This time of year at the Frying Pan, you’ll often find good tailor following the large schools of bait brought in on the tide. Medium size poppers and those walk the dog lures are good options. They provide plenty of entertainment as you see these fish crunching. Woods Bay and the Noosa Sound have loaded with mixed schools of trevally species, including: golden, diamond, cale cale, tea-leaf, bigeye and giant trevally feeding hard in early mornings and late afternoons.

Micro jigs continue to be stand-out lures for chasing trevally through the river. They allow you to cover a lot of ground and fish the entire water column. Blue Blues from Sea Ride are awesome jigs, as they come in great range of colours as well as three weights: 3, 6, and 9gm. Rigging them with an assist hook on top and treble on the bottom will also see a better hook-up rate. With large amounts of prawns and baitfish in the river, soft plastics are another consistent producer. A great mix of predators fall for these imitations. Some of the best have been the Keitech Easy Shiners and the Samaki Boom Baits. Always take the time to get your plastics nice and straight, and use scent for the best results!

Mulloway can be caught heading toward the ski runs, and fish up to 80cm have been taken on vibes like the Samaki Thumper Tails and Fish Candy Curly vibes. Both of these lures are designed to vibrate and send messages to the fish. Large flathead are in the same area, falling victim to well rigged soft plastics, vibes, and trolled diving hardbody lures.

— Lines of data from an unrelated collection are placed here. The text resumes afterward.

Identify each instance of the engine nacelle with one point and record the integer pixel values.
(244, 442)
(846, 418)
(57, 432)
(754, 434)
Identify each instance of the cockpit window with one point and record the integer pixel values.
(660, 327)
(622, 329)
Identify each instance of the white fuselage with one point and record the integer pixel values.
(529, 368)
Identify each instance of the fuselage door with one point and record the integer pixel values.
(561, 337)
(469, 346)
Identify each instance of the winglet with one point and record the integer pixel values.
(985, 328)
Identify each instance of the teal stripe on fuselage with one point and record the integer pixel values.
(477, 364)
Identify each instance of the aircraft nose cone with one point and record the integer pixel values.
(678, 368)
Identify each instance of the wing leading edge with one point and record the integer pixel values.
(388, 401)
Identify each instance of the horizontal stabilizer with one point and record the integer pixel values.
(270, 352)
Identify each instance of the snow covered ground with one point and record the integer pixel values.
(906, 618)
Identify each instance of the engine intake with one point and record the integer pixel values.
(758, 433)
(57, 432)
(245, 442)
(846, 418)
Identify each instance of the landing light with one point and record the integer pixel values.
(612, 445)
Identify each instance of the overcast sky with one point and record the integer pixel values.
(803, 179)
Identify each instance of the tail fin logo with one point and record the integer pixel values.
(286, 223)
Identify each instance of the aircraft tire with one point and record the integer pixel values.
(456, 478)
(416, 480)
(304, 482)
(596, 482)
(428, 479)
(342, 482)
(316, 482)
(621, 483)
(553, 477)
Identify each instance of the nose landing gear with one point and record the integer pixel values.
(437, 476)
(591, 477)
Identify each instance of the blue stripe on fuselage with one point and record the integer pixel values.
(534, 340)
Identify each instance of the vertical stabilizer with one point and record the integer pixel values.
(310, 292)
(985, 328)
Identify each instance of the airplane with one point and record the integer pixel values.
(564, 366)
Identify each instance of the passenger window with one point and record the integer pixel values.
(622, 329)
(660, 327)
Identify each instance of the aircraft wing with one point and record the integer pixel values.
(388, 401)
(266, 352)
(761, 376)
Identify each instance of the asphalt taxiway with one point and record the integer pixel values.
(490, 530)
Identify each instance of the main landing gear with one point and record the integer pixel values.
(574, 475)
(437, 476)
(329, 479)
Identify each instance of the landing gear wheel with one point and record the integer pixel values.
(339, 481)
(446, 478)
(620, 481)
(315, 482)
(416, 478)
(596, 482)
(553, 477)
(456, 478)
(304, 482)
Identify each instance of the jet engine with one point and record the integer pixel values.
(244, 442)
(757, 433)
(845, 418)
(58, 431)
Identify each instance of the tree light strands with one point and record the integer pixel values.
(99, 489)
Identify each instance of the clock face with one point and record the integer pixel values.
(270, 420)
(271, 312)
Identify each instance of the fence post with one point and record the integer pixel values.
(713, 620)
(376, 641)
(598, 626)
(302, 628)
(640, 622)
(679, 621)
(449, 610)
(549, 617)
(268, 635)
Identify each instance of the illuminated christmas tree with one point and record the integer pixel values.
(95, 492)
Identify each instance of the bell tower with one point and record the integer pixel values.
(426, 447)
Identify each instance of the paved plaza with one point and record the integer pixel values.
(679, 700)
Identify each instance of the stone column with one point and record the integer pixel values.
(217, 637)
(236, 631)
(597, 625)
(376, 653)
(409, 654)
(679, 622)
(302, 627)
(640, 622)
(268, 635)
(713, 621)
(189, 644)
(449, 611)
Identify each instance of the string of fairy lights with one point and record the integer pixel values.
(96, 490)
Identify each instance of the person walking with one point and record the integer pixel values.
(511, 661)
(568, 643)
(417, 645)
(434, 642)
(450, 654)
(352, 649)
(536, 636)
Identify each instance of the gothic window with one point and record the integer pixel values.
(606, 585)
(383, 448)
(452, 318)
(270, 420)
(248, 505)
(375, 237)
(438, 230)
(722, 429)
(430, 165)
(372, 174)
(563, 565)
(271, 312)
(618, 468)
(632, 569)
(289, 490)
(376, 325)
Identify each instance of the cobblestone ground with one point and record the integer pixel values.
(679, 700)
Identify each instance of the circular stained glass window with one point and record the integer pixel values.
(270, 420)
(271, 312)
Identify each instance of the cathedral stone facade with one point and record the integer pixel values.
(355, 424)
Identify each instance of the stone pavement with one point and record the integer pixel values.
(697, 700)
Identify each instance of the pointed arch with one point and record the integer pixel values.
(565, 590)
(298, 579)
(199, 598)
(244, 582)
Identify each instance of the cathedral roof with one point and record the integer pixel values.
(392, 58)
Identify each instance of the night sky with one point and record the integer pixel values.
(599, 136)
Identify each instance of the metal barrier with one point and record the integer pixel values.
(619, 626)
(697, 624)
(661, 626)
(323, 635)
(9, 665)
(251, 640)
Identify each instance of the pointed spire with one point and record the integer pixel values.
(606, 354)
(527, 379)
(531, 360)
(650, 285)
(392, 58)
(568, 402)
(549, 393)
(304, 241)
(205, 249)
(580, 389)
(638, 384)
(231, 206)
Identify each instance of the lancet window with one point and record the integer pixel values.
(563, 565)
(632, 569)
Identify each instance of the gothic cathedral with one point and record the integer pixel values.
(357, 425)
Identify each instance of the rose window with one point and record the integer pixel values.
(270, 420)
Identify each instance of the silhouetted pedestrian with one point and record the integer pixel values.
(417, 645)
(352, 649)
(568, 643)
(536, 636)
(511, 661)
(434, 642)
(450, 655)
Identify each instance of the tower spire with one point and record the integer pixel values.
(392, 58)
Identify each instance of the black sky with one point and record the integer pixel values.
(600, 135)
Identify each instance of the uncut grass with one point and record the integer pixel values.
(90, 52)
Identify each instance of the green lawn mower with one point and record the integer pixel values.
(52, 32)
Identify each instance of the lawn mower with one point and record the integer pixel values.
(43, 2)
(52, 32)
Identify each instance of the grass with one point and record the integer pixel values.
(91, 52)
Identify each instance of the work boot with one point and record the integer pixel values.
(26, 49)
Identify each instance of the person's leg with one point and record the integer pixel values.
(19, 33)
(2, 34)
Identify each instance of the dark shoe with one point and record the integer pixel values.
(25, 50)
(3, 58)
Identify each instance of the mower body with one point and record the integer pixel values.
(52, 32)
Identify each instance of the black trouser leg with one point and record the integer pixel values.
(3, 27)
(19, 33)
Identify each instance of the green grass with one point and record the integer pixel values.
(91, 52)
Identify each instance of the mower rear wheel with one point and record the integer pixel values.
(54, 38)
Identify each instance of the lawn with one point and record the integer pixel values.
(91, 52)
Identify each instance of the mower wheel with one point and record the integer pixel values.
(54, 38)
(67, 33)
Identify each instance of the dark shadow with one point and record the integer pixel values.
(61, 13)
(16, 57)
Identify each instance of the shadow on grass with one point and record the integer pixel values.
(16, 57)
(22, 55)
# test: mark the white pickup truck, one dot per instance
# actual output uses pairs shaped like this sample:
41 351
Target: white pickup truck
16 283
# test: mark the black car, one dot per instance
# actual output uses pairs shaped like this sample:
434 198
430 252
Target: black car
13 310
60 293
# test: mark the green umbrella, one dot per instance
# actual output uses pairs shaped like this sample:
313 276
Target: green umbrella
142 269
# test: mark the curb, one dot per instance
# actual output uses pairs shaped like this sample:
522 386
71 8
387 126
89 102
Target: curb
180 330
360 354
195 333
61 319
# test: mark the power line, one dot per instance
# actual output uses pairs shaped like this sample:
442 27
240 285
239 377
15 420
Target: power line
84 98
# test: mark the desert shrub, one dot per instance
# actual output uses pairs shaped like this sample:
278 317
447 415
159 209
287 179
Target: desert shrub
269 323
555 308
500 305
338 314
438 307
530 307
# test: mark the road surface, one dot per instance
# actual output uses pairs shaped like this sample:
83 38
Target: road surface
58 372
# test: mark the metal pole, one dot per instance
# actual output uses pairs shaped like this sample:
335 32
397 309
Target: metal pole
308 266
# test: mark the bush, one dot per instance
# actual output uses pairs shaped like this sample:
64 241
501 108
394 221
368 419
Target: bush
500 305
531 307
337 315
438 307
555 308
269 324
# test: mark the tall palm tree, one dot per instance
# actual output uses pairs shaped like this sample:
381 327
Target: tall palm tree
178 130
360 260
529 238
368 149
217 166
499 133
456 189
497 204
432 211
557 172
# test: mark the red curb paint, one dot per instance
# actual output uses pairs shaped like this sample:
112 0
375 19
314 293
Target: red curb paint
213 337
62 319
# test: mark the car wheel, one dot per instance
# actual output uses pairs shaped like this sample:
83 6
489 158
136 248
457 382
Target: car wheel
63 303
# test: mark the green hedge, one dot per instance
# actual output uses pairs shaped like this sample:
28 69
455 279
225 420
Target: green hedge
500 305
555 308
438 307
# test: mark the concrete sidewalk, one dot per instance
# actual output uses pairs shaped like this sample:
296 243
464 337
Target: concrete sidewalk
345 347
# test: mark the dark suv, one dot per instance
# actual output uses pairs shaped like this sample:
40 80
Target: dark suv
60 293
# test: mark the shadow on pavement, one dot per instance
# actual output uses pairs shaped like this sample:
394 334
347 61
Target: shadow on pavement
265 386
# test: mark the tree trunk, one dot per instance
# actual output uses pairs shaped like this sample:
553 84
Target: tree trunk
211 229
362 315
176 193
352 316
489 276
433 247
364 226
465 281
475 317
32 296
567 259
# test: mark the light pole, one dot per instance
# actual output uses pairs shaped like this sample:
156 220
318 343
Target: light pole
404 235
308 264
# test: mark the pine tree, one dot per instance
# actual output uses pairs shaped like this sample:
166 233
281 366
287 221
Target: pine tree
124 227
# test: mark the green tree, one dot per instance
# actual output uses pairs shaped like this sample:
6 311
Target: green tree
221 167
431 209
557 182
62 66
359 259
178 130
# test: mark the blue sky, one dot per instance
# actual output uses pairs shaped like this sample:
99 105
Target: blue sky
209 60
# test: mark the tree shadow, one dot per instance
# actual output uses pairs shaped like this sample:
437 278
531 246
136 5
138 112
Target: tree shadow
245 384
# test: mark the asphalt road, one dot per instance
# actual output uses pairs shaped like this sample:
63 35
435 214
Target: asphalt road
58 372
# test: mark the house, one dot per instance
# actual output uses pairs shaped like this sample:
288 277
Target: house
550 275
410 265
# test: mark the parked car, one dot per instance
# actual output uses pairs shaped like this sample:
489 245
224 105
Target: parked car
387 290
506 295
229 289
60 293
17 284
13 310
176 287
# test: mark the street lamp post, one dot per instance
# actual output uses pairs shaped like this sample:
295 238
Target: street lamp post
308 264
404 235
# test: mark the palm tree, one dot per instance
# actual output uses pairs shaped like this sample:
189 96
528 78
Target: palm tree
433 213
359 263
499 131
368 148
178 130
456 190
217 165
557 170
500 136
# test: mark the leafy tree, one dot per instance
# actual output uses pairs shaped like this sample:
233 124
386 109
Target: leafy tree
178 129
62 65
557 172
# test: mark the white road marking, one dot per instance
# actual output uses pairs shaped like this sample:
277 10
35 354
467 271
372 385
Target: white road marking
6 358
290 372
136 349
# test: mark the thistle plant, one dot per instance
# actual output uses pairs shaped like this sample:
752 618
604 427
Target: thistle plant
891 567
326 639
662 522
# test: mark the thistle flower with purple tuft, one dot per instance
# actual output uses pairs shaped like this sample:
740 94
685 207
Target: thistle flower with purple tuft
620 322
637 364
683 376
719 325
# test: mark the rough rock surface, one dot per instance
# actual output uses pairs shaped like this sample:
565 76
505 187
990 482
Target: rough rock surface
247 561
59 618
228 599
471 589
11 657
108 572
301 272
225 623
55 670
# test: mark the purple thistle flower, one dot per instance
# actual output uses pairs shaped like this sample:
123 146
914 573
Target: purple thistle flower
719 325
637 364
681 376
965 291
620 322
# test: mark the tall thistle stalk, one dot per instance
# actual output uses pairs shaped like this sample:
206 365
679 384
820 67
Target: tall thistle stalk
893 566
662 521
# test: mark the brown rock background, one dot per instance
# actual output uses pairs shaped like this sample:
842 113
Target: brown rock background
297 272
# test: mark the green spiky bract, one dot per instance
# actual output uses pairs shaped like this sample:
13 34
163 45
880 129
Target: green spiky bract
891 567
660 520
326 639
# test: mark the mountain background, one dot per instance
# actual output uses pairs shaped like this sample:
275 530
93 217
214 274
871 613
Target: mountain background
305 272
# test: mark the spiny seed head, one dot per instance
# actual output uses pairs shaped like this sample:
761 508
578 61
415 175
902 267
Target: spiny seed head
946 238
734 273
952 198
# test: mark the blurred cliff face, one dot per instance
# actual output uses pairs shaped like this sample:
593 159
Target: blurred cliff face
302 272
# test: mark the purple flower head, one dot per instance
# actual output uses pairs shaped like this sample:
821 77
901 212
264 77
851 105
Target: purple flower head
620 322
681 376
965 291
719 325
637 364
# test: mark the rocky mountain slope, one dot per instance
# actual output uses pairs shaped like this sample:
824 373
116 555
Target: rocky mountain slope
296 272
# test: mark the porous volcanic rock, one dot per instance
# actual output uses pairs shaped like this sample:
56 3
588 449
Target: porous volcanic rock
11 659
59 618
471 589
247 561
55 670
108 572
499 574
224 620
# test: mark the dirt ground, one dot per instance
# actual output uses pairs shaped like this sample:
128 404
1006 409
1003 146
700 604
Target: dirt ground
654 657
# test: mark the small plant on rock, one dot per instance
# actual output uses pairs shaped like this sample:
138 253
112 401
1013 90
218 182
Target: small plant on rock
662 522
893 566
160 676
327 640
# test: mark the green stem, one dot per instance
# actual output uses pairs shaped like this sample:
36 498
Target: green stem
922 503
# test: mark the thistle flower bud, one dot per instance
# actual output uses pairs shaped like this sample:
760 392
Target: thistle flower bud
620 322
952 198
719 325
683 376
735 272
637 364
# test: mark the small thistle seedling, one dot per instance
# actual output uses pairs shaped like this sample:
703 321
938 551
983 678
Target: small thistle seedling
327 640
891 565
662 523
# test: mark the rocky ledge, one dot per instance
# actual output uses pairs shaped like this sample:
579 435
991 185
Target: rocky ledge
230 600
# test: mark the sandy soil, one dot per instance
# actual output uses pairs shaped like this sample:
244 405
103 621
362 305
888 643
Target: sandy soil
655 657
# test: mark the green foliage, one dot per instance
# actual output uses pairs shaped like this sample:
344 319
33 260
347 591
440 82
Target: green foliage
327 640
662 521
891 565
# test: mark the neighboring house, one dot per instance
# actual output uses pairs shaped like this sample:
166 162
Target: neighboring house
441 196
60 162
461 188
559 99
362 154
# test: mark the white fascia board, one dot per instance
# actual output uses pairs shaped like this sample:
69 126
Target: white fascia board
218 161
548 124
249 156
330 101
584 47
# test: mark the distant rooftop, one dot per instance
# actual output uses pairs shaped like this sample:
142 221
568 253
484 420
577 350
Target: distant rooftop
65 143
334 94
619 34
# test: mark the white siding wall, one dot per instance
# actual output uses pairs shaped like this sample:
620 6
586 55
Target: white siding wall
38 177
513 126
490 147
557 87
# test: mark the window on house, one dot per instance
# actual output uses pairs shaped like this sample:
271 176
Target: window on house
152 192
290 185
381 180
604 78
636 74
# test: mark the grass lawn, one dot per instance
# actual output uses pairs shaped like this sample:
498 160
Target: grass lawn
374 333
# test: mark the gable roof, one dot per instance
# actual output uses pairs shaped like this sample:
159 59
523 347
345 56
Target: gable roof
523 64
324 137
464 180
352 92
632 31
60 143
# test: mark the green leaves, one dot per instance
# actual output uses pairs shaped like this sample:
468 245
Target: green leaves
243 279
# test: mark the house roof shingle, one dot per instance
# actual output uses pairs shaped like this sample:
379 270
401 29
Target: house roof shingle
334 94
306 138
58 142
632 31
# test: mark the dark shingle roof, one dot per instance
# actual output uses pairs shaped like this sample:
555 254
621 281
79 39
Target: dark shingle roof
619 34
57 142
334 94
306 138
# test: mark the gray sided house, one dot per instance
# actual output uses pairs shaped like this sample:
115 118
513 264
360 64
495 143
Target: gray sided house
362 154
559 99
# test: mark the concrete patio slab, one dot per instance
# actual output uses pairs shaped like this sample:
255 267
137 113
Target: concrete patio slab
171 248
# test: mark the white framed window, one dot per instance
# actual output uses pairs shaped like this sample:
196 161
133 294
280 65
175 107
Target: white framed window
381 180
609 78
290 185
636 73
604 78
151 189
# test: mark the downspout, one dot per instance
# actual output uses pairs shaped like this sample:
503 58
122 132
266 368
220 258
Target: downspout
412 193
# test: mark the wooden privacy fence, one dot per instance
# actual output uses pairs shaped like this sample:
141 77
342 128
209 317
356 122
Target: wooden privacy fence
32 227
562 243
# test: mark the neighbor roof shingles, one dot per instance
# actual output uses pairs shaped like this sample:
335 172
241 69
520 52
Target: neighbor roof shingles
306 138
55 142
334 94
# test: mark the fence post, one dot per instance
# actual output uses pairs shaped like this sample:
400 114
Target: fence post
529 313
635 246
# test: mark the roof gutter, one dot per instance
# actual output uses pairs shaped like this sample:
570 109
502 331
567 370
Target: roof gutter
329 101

In the Maroochy River, the cooler water temperatures have definitely brought on some great species. Bream are prolific in the river system with some solid fish getting caught over the 40cm mark. The river mouth has been the pick of the spots for big bream and fresh mullet strips or small pillies being are go-to baits.

Chopper tailor and trevally have been making their way through the mouth on the run-in tide. Small slugs worked fast through the water column have claimed their fair share. Mulloway have been active in the river with the nights producing quality fish from the Cod Hole on livebaits. Heading offshore is great this time of the year with the light wind and less swell. It’s possible for small craft to make their way across the bars and head to the closer reefs. Off Sunshine Reef, we’ve seen winning snapper show up in good numbers, with sweetlip, pearlies, maori cod and the odd coral trout also hitting the decks. Jew Shoal is a great option for smaller craft with squire, sweetlip and cod on offer.

Up on North Reef, snapper, pearl perch, mulloway, cobia and cod have all been caught over the last month. The reefs off Double Island and the Barwon Banks have been a hotspot for larger craft when the forecast looks favourable. Big snapper, larger pearl perch and monster cobia have been feeding on live baits, fresh strip baits, squid and pilchards fished close to the bottom.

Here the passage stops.